Foxhall, Lois Sager, 1917-1989

Born to Emory H. Sager and Irene Kelly Sager in Memphis, Texas, Lois Sager Foxhall (1917-1989) was a Dallas Morning News journalist and served as one of the first female war correspondents during World War II. After graduating from Childress High School, Foxhall attended Texas State College for Women (now Texas Woman’s University), before transferring to the University of Texas at Austin, where she received her bachelor’s degree in Communications in 1939 and was a member of the Kappa Alpha Theta sorority.

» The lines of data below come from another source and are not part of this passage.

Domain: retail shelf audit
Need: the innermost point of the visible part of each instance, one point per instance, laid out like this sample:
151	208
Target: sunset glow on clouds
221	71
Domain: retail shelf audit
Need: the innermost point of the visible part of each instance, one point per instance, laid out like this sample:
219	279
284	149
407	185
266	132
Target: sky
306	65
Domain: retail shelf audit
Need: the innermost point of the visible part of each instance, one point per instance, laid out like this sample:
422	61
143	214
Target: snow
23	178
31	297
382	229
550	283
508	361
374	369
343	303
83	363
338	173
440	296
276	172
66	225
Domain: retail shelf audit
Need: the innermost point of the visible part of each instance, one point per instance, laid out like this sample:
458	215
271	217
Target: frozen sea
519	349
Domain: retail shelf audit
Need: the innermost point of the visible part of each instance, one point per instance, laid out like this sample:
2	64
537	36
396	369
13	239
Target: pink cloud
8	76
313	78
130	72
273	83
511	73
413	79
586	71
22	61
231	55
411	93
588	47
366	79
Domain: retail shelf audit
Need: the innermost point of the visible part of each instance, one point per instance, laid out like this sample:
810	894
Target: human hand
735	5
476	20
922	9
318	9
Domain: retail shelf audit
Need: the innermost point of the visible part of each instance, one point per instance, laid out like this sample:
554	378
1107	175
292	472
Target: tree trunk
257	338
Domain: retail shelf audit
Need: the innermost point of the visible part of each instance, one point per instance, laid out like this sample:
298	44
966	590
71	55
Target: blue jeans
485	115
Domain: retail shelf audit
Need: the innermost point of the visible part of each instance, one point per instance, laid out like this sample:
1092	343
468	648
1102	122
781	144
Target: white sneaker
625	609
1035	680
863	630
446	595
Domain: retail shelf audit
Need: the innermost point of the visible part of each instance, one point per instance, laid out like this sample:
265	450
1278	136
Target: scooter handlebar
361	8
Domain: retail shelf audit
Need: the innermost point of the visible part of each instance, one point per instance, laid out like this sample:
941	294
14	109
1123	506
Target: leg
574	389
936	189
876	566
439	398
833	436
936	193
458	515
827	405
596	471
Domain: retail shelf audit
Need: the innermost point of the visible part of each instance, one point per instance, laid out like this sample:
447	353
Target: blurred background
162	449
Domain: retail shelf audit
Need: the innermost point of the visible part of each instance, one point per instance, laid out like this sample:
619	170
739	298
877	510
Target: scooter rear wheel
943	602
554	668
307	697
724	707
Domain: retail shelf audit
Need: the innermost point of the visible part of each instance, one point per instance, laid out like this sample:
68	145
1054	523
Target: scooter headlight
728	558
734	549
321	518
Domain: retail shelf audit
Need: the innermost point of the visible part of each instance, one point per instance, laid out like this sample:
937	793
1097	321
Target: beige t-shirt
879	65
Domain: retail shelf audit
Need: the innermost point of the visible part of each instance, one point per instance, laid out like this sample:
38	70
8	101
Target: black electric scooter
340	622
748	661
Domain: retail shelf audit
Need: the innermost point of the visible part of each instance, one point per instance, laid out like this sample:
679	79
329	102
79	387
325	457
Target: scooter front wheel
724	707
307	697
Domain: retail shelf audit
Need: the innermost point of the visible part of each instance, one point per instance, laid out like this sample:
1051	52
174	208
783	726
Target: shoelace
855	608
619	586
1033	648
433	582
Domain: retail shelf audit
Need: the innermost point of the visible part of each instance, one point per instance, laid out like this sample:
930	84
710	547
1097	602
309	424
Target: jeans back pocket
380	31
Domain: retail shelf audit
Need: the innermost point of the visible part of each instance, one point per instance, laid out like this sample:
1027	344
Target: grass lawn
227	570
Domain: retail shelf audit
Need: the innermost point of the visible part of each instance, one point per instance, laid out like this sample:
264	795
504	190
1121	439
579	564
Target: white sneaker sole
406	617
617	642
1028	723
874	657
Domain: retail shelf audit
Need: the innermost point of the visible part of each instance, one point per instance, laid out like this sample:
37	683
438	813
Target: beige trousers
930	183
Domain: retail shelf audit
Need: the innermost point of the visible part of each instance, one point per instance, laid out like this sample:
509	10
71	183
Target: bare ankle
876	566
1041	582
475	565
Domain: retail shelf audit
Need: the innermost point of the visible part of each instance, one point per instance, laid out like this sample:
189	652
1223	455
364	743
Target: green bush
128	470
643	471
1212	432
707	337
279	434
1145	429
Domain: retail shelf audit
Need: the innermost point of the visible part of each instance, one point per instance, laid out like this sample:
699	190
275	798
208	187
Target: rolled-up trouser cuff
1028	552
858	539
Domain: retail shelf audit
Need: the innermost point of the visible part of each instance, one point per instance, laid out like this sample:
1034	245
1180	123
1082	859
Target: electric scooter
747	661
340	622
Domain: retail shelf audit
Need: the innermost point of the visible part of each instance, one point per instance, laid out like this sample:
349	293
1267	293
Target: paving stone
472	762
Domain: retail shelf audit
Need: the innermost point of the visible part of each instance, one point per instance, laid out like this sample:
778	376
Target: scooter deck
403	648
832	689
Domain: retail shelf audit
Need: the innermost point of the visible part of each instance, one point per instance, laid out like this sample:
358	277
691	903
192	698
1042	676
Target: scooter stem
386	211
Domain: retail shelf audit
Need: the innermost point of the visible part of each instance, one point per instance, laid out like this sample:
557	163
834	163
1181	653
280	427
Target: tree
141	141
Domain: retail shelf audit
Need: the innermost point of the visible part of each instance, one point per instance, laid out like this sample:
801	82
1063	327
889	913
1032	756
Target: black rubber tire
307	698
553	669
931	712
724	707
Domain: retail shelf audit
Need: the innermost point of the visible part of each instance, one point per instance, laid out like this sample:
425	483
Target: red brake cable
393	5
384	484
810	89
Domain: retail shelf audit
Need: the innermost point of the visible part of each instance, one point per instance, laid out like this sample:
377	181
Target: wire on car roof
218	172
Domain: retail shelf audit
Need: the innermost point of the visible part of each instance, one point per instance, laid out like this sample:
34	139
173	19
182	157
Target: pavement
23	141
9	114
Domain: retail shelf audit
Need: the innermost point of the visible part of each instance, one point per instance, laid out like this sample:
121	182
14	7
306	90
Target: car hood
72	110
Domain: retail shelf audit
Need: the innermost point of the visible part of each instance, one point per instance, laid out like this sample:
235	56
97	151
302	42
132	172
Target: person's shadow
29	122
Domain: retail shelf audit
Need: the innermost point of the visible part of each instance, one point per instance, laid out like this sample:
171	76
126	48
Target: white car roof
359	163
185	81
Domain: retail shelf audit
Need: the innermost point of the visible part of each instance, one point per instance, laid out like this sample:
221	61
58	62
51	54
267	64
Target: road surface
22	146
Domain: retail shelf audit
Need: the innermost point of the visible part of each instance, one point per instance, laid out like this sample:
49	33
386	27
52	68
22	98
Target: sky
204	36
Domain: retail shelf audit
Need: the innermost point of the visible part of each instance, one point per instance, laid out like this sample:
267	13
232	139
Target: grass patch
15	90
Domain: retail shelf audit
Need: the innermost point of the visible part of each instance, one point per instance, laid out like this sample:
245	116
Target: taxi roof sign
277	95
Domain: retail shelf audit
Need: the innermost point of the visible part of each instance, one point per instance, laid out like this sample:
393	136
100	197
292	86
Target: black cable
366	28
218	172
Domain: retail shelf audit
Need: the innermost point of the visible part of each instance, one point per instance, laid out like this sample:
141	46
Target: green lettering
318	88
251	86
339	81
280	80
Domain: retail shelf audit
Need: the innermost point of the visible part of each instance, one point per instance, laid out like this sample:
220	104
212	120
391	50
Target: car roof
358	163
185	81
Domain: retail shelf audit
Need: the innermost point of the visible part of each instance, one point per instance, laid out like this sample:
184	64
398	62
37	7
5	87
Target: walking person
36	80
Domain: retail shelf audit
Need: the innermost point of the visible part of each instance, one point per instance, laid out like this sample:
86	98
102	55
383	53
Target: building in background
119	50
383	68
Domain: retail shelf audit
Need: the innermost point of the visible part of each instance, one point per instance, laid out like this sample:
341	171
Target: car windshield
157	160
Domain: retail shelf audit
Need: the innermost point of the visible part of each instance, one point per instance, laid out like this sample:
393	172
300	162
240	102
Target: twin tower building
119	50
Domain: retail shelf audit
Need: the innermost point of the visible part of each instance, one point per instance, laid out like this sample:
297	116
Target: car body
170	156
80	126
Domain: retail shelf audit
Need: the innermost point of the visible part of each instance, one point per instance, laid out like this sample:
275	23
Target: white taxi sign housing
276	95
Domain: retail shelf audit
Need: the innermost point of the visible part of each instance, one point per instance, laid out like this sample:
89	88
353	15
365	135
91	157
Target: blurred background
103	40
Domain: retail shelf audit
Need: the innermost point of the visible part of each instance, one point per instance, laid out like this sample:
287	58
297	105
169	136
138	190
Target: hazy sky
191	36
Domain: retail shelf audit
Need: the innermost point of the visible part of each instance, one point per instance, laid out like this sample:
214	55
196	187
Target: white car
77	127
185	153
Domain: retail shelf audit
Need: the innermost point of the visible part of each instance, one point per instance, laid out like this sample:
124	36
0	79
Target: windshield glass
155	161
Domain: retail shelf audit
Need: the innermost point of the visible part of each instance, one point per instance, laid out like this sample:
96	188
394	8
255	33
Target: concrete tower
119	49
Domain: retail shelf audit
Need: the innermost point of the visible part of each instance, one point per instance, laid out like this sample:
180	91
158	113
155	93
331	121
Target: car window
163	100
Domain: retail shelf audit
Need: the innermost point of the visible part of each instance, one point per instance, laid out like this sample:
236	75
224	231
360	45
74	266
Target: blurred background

Following her graduation, she worked in UT Austin’s Department of Public Relations.

Foxhall began her career as a journalist in the mid-1930s, initially writing for her hometown newspaper, the Childress Daily Index . In 1943, she was hired as a reporter for the Dallas Morning News . She gained a great deal of acclaim after authoring a series of articles on juvenile delinquency during wartime, which were later reprinted as a pamphlet by UT Austin’s Hogg Foundation. During World War II, she became the first foreign female war correspondent from the Southwest U.S. after the Dallas Morning News sent her on assignment to Europe. Foxhall wrote on a wide range of economic and social issues, including rehabilitation and reconstruction in Germany as well as the response of the United Nations and the Nuremberg Trials. Headquartered in Weisbaden, Germany, she traveled throughout East Germany and other European countries, interviewing refugees, the displaced, and American soldiers.